それ以外の部分では、昨年までの3年間、毎日、【今日は何の日・光太郎】シリーズで、その日にあった光太郎智恵子、光雲関連の出来事をご紹介していました。さすがに3年間でネタが苦しくなりましたので、今年は方向性を変えます。
というわけで、早速。
【折々の歌と句・光太郎】
年ごとに年はむかへつたぐひなき今年の年のいよよまさきく
昭和22年(1947) 光太郎65歳
彫刻家、そして詩人として名高い光太郎ですが、その生涯に数多くの短歌や俳句なども残しています。そこで、かつて『朝日新聞』さんに詩人の大岡信氏が約30年連載した「折々のうた」(第1回が光太郎の短歌でした)に倣い、一日一首・句ずつ、折々の光太郎作品を取り上げていく予定です。
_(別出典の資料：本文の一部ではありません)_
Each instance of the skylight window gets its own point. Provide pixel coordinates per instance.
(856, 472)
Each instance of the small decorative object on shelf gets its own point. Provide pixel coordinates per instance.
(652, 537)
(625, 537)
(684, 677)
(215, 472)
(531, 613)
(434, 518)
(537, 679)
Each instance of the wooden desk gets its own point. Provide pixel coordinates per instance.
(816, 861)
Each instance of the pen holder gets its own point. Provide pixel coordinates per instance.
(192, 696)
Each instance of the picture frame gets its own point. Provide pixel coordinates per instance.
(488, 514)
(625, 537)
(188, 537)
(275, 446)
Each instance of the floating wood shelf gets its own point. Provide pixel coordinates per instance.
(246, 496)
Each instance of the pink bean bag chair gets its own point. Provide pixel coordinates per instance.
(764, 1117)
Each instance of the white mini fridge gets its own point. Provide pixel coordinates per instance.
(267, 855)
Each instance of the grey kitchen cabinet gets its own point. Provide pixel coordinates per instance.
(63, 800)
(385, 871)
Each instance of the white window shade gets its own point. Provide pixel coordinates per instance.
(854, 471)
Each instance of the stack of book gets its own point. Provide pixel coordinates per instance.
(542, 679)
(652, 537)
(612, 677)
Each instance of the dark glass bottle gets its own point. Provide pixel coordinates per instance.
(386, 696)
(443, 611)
さて、昭和22年(1947)、光太郎は花巻郊外太田村の山小屋で、2度目の新年を迎えました。移住当初は本阿弥光悦へのリスペクトから「昭和の鷹ケ峯」を作る、といった無邪気な夢想とも云える考えでしたが、山林孤棲、独居自炊の生活の中で、自らの戦争責任を省察する毎日を送るうちに、ある意味ストイックな修行僧のような暮らしへと、その意義が変容していきました。
そうした中で生まれたこの一首。「まさきく」は「真幸く」。「幸せに」の意の副詞です。
画像は当方の自宅兼事務所のある千葉県香取市、利根川河畔での初日の出です。
ほんとうに今年一年が「まさきく」あってほしいものです。
作品の表記は筑摩書房『高村光太郎全集』、そこに未収のものは当方編集の「光太郎遺珠」に従い、光太郎の年令は数え年で表記いたします。